Hope tells us that maybe this is just a rough patch, that if we’re patient and understanding, he’ll come around. Ego tells us that we can’t possibly have been wrong about the connection, and that all those late-night conversations and deep looks must have meant something.
But sometimes they didn’t. Or they did, until they didn’t.
Sometimes people, especially men, are driven by physical attraction and the excitement of the chase. So yes, of course, the beginning feels great. You're pursued, you feel special, but that’s the game. And it’s not malicious on purpose; it’s just human nature.
And maybe they did, or do like you, just… not enough. That's okay, too.
The Power of Acceptance
Acceptance doesn’t come easy. In some cases, it can feel like a grieving process. You’re no longer getting your feel-good hormone hit, and you’re not going to have that fantasy future you created in your mind. At least not with the person you imagined it with.
But the sooner you accept that, the sooner you’ll be free.
There’s actually science behind why letting go feels so physically difficult. When we’re in the early stages of romantic connection, our brains flood with dopamine: the same neurotransmitter involved in addiction. Anthropologist Helen Fisher’s fMRI research found that romantic rejection activates the same brain regions as drug withdrawal, and the same areas that process physical pain from burns or broken bones. That’s why you keep checking his profile. That’s why you reread the texts. Your brain is literally looking for its next hit. Understanding that doesn’t make it hurt less, but it does make the obsessive behavior feel less personal.
So instead of tricking yourself, just feel it. Be disappointed. Go outside and buy yourself an almond croissant. Ponder on sweet memories while staring at an empty field. But worry not, just like there’s many daisies in the field, there’s plenty of fish in the sea, and countless men eagerly waiting to sweep you off your feet.
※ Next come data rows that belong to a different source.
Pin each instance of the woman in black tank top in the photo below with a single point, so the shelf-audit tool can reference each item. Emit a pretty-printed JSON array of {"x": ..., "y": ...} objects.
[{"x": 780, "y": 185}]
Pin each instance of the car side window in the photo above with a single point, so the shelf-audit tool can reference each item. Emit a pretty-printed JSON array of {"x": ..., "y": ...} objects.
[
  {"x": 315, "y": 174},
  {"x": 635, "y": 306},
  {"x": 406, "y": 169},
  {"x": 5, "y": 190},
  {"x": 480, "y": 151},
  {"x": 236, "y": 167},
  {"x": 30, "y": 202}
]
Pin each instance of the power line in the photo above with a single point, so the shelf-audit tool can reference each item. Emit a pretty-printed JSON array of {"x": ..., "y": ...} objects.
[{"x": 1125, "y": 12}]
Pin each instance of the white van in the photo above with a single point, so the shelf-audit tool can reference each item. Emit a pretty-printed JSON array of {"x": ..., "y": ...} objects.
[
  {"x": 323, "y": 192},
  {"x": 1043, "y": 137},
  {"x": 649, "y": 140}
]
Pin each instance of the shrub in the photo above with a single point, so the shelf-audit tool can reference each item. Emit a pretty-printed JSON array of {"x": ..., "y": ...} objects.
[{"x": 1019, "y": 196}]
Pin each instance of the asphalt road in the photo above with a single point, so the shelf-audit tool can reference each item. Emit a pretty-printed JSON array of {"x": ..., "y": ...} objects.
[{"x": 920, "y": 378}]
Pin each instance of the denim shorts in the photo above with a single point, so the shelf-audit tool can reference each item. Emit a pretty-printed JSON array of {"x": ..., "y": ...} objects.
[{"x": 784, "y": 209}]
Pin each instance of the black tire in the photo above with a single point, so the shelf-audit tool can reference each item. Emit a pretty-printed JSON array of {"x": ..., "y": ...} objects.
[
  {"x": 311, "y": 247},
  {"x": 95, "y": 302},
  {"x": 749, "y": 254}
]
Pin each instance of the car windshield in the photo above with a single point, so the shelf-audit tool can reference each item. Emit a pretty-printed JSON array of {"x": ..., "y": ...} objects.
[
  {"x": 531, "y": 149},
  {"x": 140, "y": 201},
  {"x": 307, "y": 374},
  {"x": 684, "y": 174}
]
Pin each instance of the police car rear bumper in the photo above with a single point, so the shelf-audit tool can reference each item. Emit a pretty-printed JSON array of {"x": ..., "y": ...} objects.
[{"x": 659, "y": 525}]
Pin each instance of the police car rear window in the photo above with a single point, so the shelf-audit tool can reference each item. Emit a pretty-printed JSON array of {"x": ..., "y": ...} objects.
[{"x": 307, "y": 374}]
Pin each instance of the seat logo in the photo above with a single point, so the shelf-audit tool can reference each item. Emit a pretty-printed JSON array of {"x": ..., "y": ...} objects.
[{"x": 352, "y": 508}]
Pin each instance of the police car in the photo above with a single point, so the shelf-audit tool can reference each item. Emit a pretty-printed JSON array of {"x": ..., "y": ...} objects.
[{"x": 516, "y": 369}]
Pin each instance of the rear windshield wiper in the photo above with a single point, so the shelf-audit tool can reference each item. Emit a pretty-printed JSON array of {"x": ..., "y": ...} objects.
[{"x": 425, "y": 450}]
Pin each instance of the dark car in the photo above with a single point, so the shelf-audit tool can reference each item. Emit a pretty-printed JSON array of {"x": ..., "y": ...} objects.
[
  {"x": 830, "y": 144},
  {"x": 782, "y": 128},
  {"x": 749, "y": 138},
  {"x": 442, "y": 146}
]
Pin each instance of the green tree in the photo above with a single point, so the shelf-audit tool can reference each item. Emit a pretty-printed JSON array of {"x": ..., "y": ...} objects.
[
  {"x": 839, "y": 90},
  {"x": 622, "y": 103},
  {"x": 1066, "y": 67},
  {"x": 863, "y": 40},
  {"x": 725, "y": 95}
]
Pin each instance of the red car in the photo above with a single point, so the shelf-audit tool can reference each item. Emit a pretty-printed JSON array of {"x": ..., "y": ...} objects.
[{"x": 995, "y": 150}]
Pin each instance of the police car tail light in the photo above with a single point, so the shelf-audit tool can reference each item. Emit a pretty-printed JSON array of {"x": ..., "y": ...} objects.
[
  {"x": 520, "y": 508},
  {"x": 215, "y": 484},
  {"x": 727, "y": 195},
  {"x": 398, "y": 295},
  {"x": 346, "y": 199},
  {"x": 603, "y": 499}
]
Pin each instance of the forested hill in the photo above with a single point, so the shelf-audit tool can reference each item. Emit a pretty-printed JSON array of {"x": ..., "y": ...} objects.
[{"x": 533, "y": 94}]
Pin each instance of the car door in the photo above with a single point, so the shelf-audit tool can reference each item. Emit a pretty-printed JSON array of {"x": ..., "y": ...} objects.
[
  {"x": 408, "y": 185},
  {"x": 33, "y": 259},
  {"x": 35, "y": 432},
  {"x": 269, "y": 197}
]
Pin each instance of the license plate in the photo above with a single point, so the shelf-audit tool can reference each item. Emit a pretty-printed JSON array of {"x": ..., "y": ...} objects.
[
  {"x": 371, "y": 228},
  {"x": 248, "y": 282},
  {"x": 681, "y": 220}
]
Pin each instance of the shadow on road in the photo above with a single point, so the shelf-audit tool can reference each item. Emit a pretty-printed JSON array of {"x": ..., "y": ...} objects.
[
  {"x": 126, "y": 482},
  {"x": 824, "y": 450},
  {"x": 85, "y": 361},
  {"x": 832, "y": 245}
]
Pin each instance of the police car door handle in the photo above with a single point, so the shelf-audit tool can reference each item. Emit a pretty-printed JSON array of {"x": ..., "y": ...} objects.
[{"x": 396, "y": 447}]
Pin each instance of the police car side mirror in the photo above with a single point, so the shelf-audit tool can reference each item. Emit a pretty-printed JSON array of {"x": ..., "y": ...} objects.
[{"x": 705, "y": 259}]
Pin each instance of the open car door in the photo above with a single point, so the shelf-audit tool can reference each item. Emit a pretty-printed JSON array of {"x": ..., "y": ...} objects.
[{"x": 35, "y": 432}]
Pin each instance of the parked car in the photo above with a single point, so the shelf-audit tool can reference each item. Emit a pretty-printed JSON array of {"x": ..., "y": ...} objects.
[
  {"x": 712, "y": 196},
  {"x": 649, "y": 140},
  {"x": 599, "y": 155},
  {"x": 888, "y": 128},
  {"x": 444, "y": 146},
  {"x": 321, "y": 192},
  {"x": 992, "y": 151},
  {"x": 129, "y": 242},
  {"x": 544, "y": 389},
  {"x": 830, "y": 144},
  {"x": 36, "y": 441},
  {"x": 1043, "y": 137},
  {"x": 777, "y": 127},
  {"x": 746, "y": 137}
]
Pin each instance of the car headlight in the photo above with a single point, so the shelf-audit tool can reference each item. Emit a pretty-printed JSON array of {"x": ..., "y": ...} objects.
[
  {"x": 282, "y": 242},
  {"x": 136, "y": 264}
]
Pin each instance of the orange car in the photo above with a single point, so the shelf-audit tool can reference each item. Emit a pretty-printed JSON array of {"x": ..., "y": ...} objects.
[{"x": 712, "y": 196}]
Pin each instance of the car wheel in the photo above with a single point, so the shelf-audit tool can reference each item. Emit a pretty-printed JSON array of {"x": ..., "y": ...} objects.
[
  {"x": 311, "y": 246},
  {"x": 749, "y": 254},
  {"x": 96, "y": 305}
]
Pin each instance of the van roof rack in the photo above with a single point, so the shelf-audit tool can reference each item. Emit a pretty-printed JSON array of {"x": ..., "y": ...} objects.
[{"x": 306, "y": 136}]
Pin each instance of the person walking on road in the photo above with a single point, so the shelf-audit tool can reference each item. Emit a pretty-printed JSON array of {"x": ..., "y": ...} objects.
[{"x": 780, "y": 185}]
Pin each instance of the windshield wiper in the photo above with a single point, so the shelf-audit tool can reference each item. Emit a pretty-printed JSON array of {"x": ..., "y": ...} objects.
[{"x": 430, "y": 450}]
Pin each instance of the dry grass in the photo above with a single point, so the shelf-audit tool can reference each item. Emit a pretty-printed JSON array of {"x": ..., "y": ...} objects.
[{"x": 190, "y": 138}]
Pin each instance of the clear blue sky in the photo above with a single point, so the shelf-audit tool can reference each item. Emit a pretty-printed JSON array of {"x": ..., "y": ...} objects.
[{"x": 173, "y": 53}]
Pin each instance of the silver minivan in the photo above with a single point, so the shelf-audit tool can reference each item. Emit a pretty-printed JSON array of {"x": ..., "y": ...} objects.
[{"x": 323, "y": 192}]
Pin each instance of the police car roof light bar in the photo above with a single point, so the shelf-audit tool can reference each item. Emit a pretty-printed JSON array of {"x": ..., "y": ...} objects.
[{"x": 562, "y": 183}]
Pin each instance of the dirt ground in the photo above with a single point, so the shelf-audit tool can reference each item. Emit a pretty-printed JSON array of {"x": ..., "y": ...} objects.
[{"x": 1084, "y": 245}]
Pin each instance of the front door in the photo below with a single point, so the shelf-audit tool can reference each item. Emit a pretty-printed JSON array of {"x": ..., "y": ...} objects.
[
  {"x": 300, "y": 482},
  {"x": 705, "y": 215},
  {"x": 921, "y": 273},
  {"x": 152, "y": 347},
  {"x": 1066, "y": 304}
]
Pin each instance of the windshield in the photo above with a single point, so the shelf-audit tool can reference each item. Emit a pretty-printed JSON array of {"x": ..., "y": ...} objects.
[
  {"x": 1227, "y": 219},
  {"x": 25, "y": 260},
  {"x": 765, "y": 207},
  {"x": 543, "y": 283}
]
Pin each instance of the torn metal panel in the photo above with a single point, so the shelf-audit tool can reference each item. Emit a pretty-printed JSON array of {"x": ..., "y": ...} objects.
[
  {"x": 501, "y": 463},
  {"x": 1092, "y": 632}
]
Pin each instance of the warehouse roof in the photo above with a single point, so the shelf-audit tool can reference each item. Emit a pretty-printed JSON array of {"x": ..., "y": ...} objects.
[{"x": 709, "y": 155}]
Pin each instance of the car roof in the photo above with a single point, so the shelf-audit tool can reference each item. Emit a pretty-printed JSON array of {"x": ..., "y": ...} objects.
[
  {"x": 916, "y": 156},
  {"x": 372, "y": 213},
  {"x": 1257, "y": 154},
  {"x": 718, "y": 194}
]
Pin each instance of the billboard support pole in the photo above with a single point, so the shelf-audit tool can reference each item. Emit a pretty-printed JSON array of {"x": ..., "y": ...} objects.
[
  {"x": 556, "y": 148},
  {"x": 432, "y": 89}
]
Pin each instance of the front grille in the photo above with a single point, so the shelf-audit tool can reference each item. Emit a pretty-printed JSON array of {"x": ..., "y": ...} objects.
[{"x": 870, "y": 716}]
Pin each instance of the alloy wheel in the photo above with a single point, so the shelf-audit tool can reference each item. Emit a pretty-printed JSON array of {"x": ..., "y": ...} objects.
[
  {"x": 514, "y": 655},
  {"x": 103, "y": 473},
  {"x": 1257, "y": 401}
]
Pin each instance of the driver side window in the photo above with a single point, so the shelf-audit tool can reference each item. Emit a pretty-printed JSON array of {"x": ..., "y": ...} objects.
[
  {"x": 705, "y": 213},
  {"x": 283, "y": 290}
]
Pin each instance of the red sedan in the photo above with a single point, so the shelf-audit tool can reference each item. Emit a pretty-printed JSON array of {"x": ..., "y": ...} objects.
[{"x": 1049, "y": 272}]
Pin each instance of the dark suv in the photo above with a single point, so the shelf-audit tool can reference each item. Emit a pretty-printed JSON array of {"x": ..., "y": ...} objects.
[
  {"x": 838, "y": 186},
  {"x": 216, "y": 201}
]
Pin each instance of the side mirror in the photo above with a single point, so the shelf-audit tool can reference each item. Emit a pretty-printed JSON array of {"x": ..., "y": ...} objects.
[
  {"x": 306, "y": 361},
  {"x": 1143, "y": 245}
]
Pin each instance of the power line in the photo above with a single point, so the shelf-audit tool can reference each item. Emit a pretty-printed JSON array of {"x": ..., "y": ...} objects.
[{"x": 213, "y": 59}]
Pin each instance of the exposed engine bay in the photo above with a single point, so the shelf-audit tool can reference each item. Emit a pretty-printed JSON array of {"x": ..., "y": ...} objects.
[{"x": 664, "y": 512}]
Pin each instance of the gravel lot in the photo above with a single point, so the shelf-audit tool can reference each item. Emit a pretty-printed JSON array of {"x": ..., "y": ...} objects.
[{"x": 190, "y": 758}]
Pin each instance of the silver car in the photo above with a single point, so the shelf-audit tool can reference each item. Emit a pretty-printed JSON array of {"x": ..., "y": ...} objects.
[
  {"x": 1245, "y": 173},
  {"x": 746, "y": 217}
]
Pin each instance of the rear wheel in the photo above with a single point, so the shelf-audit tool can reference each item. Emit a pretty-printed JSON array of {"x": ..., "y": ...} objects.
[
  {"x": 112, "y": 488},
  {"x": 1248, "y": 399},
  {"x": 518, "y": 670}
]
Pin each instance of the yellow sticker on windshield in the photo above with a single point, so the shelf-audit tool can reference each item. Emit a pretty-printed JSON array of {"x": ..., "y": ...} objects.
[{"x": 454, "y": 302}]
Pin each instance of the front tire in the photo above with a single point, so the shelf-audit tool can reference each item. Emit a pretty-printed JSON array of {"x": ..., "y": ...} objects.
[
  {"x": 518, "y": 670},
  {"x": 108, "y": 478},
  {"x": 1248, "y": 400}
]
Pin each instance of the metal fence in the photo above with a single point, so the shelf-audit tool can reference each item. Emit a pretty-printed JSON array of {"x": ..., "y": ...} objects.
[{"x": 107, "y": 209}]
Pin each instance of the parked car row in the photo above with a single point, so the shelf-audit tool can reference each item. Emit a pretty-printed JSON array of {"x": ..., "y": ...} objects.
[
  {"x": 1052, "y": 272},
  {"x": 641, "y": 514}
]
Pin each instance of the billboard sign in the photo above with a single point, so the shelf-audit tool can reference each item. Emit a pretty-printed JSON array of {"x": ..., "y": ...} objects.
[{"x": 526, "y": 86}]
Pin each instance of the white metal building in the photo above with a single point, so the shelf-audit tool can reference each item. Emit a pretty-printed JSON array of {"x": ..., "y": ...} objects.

Start listening to what his actions are telling you, and believe him.
Stop romanticizing someone who doesn’t choose you, so you can make space for someone who will. You can’t force emotional availability. You can’t force desire. And you can’t make someone stay who doesn’t want to. Nor should you want to.
Stop chasing breadcrumbs. Stop analyzing, rationalizing, and waiting. Simply start listening to what his actions are telling you, and believe him.
You’re not silly or naïve for hoping. You’re human, and the heart wants what it wants. Contrary to what many might tell you, your sensitivity isn’t the problem. Neither is your capacity or desire for love. The problem is when you place it in people who haven’t earned it. Ironically, everything given freely still comes at a cost. And usually, you’re the one paying the price.
Let Go of the Fantasy
One of the hardest things to accept is that the person you imagined isn’t the person you were actually with. More often than not, we fall in love with the idea of someone, not the reality. You saw glimpses of what it could be, moments of charm or connection that felt real. And maybe they were, but those fragments weren’t enough to build something solid.
The truth is, someone who wants to be with you will show you. Consistently. Clearly. Without you having to decode, justify, or chase.
So the next time someone pulls away, don’t rush to diagnose them. Don’t try to fix or interpret their behavior. Just see it for what it is. Believe their distance. Accept their silence. And remind yourself:
He’s not avoidant. He's just not that into me. And that’s okay, because someone else will be.